HDI is the English abbreviation of High Density Interconnector. High Density Interconnection (HDI) manufacturing printed circuit board is a structural component formed by insulating materials and conductor wiring. When the printed circuit board is made into the final product, it will be installed with integrated circuits, transistors (triodes, diodes), passive components (such as resistors, capacitors, connectors, etc.) and other various electronic parts. By means of wire connection, electronic signal connection and proper function can be formed. Therefore, the printed circuit board is a platform to provide component connection, which is used to receive the base of connecting parts.
Because PCB is not a general terminal product, the definition of its name is somewhat confused. For example, the motherboard used for personal computers is called the motherboard and cannot be directly called the circuit board. Although there are circuit boards in the motherboard, they are not the same.
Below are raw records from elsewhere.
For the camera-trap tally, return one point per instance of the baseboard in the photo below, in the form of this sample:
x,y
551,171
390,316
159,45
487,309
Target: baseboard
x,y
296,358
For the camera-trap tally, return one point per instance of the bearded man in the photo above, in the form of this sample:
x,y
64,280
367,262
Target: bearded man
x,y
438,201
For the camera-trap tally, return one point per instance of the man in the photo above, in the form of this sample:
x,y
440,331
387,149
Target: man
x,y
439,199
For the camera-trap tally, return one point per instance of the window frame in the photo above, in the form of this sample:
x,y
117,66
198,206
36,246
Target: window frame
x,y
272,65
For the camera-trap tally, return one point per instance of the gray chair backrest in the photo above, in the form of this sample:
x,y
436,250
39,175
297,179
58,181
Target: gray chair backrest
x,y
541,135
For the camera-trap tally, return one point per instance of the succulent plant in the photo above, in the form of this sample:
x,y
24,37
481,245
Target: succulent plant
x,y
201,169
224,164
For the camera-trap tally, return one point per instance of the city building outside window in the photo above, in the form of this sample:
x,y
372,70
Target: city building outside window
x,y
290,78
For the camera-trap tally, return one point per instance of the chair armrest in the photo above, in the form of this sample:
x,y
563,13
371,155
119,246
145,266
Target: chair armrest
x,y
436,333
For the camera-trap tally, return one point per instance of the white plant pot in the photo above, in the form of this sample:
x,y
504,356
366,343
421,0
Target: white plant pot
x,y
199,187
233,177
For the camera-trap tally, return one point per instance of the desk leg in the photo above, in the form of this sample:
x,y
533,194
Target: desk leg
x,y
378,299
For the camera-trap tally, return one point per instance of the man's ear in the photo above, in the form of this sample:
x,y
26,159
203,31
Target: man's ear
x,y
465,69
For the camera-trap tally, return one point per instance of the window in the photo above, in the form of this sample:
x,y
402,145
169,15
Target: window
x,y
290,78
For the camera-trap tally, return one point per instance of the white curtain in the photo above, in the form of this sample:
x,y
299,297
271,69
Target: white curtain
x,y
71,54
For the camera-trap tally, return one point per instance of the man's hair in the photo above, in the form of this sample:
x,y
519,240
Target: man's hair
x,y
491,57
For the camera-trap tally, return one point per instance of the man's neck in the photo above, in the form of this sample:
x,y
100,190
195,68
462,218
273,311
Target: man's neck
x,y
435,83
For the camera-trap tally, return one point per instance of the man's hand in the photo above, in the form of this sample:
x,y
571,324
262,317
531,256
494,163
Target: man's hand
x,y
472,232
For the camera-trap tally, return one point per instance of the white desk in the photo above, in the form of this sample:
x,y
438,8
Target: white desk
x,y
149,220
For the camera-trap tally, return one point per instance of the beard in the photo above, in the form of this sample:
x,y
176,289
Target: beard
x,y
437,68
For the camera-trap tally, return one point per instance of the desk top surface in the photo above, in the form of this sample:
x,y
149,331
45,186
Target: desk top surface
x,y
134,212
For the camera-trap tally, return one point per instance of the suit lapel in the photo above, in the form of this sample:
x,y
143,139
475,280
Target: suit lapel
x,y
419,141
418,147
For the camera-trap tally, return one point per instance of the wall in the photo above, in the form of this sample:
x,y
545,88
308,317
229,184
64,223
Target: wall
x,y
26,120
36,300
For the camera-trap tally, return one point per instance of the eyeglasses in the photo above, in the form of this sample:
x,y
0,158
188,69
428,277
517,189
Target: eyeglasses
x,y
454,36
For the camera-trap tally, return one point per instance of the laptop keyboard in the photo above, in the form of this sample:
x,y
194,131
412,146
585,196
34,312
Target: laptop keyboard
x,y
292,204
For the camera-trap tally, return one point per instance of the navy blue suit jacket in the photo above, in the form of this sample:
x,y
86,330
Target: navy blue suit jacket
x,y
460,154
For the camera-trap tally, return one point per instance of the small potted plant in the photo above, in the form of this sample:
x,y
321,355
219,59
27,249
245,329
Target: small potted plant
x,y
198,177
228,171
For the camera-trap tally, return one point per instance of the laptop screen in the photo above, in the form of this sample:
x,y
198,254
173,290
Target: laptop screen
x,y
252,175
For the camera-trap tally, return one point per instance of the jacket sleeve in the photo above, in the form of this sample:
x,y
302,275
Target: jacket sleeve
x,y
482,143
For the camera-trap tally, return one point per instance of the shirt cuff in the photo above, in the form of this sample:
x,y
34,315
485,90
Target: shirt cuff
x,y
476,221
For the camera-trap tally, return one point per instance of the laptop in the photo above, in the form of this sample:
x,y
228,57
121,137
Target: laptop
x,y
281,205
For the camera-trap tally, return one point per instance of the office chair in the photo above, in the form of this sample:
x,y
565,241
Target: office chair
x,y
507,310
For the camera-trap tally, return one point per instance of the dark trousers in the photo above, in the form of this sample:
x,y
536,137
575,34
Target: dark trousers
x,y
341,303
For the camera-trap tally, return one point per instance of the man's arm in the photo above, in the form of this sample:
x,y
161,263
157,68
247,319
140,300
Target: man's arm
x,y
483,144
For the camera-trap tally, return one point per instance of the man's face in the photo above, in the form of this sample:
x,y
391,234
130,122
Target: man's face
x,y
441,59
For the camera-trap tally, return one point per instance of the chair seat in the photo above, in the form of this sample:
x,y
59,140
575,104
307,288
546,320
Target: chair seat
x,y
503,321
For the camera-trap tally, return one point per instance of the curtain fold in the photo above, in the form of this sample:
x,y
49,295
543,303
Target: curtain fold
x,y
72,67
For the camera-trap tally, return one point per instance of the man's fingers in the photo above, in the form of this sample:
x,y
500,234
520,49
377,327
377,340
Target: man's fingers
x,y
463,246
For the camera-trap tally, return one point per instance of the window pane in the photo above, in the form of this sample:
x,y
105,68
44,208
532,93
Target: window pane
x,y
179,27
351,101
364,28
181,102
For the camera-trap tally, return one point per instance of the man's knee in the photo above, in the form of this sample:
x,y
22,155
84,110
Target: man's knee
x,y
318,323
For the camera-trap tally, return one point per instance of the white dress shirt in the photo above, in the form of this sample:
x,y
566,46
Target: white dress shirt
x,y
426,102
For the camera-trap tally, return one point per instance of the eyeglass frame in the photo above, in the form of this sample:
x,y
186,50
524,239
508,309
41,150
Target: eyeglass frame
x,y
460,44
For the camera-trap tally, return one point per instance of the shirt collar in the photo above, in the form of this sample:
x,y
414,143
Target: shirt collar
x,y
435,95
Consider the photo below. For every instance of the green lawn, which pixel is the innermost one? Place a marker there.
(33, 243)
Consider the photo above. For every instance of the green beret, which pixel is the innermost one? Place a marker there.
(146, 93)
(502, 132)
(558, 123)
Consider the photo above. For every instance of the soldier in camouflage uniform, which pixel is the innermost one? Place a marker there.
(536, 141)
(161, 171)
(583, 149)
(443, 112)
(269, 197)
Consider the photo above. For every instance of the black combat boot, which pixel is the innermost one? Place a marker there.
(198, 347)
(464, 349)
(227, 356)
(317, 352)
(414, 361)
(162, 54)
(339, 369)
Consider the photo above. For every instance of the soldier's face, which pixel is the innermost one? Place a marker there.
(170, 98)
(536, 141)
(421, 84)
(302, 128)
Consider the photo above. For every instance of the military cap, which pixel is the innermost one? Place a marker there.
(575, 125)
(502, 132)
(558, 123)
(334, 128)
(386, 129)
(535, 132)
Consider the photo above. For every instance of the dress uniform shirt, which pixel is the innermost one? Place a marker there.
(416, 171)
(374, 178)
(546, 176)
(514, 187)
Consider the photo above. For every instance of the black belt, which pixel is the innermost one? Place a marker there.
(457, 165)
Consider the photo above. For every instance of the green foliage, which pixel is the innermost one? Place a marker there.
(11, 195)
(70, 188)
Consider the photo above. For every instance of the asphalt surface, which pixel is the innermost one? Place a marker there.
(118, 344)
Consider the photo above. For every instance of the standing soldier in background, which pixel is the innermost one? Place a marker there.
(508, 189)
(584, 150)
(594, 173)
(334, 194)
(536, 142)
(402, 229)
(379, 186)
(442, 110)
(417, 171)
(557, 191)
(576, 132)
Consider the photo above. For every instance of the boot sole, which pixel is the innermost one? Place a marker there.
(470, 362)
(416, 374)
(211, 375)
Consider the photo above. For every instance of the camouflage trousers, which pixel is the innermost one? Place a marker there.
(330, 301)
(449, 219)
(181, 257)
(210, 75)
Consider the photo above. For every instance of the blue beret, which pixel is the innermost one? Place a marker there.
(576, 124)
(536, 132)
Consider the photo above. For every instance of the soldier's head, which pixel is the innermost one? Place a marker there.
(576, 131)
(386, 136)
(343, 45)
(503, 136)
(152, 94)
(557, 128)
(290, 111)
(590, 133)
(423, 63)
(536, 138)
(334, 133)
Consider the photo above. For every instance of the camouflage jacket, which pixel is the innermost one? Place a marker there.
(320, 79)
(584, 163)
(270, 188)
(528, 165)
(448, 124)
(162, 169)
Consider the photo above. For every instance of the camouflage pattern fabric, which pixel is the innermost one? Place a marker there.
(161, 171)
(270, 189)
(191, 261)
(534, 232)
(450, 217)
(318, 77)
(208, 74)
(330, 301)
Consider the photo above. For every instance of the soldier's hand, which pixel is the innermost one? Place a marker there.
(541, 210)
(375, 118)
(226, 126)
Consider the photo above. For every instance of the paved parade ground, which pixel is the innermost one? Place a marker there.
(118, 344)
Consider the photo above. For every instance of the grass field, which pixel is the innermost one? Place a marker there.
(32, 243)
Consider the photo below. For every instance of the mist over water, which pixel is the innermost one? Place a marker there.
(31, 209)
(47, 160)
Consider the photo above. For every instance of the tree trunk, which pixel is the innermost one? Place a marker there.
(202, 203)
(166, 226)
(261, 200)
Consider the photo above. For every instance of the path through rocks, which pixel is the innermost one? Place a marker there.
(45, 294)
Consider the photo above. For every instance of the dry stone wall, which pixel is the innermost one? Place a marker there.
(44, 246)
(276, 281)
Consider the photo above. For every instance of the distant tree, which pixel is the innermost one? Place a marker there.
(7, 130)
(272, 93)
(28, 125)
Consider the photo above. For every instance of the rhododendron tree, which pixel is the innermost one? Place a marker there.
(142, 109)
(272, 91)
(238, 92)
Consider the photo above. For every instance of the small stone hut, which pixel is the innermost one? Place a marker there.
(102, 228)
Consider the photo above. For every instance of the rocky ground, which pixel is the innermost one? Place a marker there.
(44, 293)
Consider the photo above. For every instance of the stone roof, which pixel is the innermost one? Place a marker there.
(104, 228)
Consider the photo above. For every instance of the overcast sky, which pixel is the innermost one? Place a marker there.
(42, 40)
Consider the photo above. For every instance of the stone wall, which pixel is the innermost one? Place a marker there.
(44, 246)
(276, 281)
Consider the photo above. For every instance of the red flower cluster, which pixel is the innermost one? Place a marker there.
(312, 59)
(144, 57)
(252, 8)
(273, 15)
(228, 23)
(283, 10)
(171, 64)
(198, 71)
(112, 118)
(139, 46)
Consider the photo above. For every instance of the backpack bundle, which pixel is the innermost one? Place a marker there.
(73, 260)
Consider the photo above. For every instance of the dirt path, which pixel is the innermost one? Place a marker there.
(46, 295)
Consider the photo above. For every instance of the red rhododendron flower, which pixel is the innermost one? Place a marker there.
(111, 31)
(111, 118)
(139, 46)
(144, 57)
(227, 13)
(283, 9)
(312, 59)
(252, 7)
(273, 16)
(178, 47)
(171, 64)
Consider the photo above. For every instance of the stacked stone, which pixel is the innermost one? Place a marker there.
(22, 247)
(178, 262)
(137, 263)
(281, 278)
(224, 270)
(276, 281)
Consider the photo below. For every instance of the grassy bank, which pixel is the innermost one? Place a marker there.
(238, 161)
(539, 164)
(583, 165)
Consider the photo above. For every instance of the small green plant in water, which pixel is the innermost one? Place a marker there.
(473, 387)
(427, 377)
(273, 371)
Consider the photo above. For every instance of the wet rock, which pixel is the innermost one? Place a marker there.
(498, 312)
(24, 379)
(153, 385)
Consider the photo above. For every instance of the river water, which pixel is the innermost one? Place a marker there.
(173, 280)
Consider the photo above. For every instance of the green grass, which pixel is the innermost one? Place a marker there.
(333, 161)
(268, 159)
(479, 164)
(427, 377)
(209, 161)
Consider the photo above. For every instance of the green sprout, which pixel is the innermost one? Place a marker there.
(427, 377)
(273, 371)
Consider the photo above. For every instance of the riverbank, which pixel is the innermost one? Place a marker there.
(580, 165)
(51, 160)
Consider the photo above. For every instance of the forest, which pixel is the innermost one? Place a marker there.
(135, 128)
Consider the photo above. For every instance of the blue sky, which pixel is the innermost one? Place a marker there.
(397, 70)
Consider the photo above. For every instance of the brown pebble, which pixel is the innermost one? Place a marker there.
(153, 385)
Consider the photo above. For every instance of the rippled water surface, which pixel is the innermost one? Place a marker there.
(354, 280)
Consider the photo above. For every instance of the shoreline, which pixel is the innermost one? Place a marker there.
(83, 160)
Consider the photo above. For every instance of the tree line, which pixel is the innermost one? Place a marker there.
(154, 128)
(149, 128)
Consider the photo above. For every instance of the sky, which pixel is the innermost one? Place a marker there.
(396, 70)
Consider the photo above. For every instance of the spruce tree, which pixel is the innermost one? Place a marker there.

Therefore, when evaluating the industry, they are not the same. For another example, because there are integrated circuit parts loaded on the circuit board, the news media call it an integrated circuit board (IC board), but in essence it is not equivalent to a printed circuit board.
On the premise that electronic products tend to be multi-functional and complex, the contact distance of integrated circuit components will be reduced, and the speed of signal transmission will be relatively improved. The following will be the increase in the number of wiring, and the local reduction in the length of inter-point wiring, which requires the application of high-density wiring configuration and micropore technology to achieve the goal. Wiring and bridging are basically difficult to achieve for single-sided and double-sided boards, so the circuit board will tend to be multi-layer, and due to the continuous increase of signal lines, more power layers and ground layers are necessary means of design, all of which make multi-layer printed circuit board more common.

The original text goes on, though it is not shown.